"Oh, I suppose so. Doesn't make any difference to you, of course, where I go."

"Not much," she answered.

The Witherspoon family was gathered one evening in the mother's room. It was Mrs. Witherspoon's birthday, and it was a home-like picture, this family group, with the mother sitting in a rocking-chair, fondly looking about and giving the placid heed of love to Henry whenever he spoke. On the walls were hung the portraits of early Puritans, the brave and rugged ancestors of Uncle Louis and Uncle Harvey, and all her mother's people, who were dark.

Ellen had been imitating a Miss Miller, who, it was said, was making a determined set at Henry, and Witherspoon was laughing at the aptness of his daughter's mimicry.

"I must confess," said Mrs. Witherspoon, slowly rocking herself, "that I don't see anything to laugh at. Miss Miller is an exceedingly nice girl, I'm sure, but I don't think she is at all suited to my son. She giggles at everything, and Henry is too sober-minded for that sort of a wife."
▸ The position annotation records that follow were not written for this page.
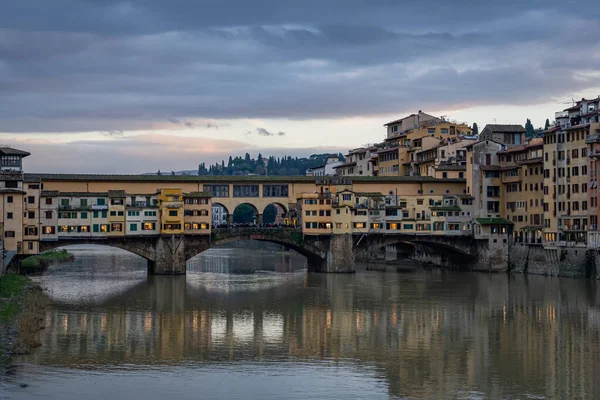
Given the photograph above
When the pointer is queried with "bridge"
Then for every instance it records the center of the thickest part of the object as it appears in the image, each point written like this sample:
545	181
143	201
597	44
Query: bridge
168	254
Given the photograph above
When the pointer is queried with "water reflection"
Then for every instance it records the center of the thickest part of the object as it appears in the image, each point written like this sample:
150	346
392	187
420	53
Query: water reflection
429	335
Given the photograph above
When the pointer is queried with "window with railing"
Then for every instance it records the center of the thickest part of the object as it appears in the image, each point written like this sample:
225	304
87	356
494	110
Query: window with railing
217	190
245	190
275	190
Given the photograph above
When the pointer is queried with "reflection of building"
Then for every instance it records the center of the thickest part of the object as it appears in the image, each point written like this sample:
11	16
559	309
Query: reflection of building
219	215
326	169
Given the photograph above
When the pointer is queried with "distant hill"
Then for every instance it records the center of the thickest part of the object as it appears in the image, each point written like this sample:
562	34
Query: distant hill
240	166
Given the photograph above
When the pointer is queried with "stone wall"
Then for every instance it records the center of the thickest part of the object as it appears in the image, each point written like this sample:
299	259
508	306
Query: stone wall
340	257
560	261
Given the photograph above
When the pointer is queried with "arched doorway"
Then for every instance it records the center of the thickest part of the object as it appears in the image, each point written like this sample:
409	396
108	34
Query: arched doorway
246	214
220	215
275	214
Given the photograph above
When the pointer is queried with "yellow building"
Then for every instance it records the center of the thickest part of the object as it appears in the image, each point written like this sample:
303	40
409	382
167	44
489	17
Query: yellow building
566	186
315	211
170	203
31	216
197	212
522	190
116	212
423	132
12	205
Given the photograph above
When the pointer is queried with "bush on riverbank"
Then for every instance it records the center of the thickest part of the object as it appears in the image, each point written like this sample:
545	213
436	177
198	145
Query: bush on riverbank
11	286
22	306
41	262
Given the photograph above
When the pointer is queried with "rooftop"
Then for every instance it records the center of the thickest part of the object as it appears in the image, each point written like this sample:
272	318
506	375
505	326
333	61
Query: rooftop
504	128
369	194
198	194
225	179
493	221
344	165
15	191
9	151
451	167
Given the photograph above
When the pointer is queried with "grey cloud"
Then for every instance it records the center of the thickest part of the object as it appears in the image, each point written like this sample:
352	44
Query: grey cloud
115	65
114	134
265	132
142	153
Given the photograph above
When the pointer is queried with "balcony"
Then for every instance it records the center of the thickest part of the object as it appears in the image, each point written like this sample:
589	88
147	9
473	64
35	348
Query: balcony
74	208
11	175
143	204
593	139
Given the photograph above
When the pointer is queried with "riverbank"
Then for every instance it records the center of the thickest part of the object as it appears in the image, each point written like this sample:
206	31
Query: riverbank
39	263
22	307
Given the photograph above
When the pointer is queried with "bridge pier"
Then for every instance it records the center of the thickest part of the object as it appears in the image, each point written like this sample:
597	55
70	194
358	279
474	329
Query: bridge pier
170	257
339	257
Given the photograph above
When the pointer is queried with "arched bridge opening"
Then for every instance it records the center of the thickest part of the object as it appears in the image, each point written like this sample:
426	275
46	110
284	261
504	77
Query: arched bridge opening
314	251
453	252
139	247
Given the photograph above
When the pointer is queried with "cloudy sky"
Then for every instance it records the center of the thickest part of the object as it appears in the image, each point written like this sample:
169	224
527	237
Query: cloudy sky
136	86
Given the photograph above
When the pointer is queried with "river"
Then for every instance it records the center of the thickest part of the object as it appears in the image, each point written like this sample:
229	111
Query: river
250	323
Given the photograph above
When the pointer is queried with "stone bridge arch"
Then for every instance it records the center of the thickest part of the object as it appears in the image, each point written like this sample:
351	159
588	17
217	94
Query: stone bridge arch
141	246
314	251
439	249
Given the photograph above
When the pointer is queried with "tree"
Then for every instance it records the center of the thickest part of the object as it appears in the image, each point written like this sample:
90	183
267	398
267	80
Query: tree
270	214
243	214
530	129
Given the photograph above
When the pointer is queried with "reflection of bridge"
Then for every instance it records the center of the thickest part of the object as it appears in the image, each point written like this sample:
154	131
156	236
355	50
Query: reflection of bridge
168	254
424	341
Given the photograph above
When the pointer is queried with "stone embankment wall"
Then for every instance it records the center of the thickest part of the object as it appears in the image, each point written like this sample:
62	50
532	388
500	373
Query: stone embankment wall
570	262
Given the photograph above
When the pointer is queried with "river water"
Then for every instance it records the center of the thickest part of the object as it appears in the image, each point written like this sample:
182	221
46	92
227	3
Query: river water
250	323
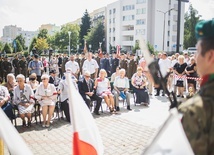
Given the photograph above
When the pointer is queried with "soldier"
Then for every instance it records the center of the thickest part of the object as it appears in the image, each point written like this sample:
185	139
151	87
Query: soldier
132	66
114	63
6	67
198	115
23	66
15	64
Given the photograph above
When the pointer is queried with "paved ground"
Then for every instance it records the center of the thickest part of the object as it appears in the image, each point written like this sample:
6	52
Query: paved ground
125	133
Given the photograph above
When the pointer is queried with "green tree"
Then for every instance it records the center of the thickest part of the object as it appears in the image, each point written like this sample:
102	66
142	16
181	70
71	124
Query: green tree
41	45
7	48
1	46
191	18
43	34
21	40
95	36
32	44
84	27
18	47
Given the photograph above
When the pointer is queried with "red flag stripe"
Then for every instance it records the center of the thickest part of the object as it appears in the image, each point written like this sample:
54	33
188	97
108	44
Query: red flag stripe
82	148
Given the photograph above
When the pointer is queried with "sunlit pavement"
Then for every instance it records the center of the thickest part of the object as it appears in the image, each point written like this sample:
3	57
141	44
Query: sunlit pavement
125	133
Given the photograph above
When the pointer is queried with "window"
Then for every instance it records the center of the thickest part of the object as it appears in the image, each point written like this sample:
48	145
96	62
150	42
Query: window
128	7
110	12
140	22
140	32
141	1
128	18
141	11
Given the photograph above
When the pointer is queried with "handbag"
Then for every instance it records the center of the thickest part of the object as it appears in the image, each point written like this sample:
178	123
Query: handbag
179	83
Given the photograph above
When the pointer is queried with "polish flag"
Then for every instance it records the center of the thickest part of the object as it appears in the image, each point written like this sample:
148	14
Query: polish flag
86	137
118	50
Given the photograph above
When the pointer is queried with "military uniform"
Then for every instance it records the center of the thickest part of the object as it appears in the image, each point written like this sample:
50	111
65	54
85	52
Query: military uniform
198	111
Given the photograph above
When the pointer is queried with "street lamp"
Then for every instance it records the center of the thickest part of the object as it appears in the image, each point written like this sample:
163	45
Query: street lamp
164	13
69	50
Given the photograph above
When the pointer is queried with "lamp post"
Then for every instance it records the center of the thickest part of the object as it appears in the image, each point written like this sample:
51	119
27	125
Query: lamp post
164	23
69	36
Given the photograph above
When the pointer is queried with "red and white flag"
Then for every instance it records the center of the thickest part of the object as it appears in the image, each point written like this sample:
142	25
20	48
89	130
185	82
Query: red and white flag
86	137
118	50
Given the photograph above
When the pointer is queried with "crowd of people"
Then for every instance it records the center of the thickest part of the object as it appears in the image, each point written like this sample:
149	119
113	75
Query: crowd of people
109	78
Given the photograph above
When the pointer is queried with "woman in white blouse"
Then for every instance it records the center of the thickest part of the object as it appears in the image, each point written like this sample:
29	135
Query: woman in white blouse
103	89
46	95
23	98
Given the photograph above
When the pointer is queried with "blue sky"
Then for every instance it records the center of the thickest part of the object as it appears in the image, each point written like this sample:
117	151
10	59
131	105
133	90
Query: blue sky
30	14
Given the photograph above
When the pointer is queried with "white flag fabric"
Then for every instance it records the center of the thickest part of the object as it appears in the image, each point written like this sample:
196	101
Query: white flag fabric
86	137
171	139
11	137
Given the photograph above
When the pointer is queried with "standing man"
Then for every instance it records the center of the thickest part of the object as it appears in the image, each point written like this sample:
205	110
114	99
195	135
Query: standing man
23	66
132	66
198	112
73	65
86	89
114	63
15	64
36	66
6	67
91	66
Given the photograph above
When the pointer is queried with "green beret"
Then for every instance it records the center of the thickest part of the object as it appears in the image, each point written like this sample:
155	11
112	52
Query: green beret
204	29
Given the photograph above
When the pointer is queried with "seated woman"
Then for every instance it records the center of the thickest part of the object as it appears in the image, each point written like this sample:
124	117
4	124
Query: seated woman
33	82
139	83
23	98
11	83
46	95
102	86
4	98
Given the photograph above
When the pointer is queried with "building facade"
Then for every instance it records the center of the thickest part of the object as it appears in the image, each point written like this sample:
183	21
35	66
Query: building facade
129	21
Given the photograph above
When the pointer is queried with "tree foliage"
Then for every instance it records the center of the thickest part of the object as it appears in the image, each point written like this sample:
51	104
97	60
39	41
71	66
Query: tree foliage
32	44
7	48
84	27
21	40
18	47
41	45
95	36
43	34
191	18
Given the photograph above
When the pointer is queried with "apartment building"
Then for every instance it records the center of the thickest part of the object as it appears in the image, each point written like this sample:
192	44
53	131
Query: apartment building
129	21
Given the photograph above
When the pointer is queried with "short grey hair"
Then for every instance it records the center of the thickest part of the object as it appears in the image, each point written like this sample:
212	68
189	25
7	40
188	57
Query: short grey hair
20	76
45	76
122	70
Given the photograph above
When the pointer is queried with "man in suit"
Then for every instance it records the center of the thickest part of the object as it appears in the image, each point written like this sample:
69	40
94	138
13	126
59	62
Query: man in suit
86	89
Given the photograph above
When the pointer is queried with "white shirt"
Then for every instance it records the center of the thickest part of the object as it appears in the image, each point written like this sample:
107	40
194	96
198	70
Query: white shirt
73	65
90	66
164	65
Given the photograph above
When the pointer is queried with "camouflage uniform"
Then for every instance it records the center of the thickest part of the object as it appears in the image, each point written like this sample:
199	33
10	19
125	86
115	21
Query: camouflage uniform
198	119
198	111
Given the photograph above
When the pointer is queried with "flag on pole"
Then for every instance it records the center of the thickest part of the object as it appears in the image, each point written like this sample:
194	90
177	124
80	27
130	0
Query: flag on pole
171	139
86	137
118	50
11	137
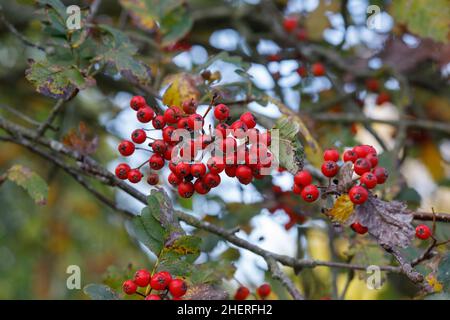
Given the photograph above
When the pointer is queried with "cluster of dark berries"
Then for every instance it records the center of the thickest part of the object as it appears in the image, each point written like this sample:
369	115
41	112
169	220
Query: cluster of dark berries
263	291
160	286
196	158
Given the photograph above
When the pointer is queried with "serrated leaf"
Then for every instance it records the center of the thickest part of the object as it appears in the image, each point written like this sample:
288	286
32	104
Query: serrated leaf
35	186
56	81
182	87
100	292
389	222
422	18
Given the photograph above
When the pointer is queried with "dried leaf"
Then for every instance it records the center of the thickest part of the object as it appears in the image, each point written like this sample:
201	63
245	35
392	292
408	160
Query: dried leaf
388	222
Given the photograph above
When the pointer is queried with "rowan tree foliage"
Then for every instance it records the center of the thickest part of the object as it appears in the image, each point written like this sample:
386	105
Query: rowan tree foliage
352	94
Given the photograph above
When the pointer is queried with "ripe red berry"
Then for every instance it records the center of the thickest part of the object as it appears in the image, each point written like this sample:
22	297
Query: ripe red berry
186	189
216	164
423	232
198	170
142	278
160	281
369	180
263	290
153	179
134	176
241	293
122	171
318	69
359	228
330	169
310	193
303	178
152	297
172	115
195	121
183	169
249	119
331	155
381	174
126	148
362	165
158	122
211	180
290	23
221	112
138	136
145	114
129	287
137	102
177	288
350	155
358	194
156	161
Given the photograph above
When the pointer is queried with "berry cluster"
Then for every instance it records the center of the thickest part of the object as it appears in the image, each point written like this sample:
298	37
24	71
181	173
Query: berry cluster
263	291
196	158
167	287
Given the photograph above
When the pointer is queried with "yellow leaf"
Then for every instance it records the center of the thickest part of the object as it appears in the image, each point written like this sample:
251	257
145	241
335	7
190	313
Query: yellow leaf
182	87
342	209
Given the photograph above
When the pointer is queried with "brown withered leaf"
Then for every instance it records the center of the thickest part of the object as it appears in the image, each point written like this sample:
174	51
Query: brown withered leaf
205	292
389	222
81	140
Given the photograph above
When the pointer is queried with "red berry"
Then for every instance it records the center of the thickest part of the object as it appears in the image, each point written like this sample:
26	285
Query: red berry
198	170
177	288
195	122
172	115
186	189
126	148
153	179
362	165
221	112
145	114
290	23
138	136
369	180
303	178
216	164
211	180
318	69
330	169
129	287
310	193
423	232
134	176
156	161
122	171
241	293
183	169
137	102
249	119
350	155
358	194
331	155
142	278
381	174
264	290
160	281
358	228
158	122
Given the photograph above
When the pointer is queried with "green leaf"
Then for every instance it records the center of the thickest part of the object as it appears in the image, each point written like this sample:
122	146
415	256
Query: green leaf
291	153
100	292
56	81
35	186
423	18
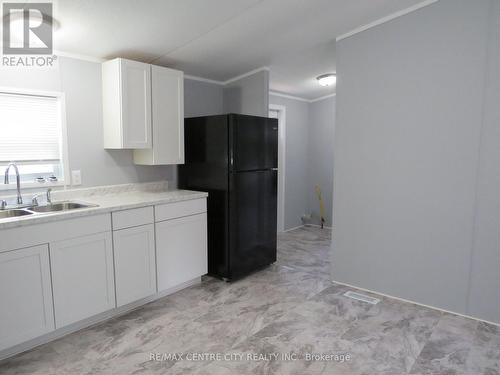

"But marriage would probably cure her giggling," Witherspoon replied, slyly winking at Henry. "To a certain kind of a girl there is nothing that so inspires a giggle as the prospect of marriage, but marriage itself is the greatest of all soberers—it sometimes removes all traces of the previous intoxication."

"Now, George, what is the use of talking that way?" She rarely called him George. "You know as well as you know anything that I didn't giggle. Of course I was lively enough, but I didn't go about giggling as Miss Miller does."

"Oh, perhaps not exactly as Miss Miller does, but"—

"George!"

"I say you didn't. But anybody can see that Ellen is a sensible girl, and yet she giggles."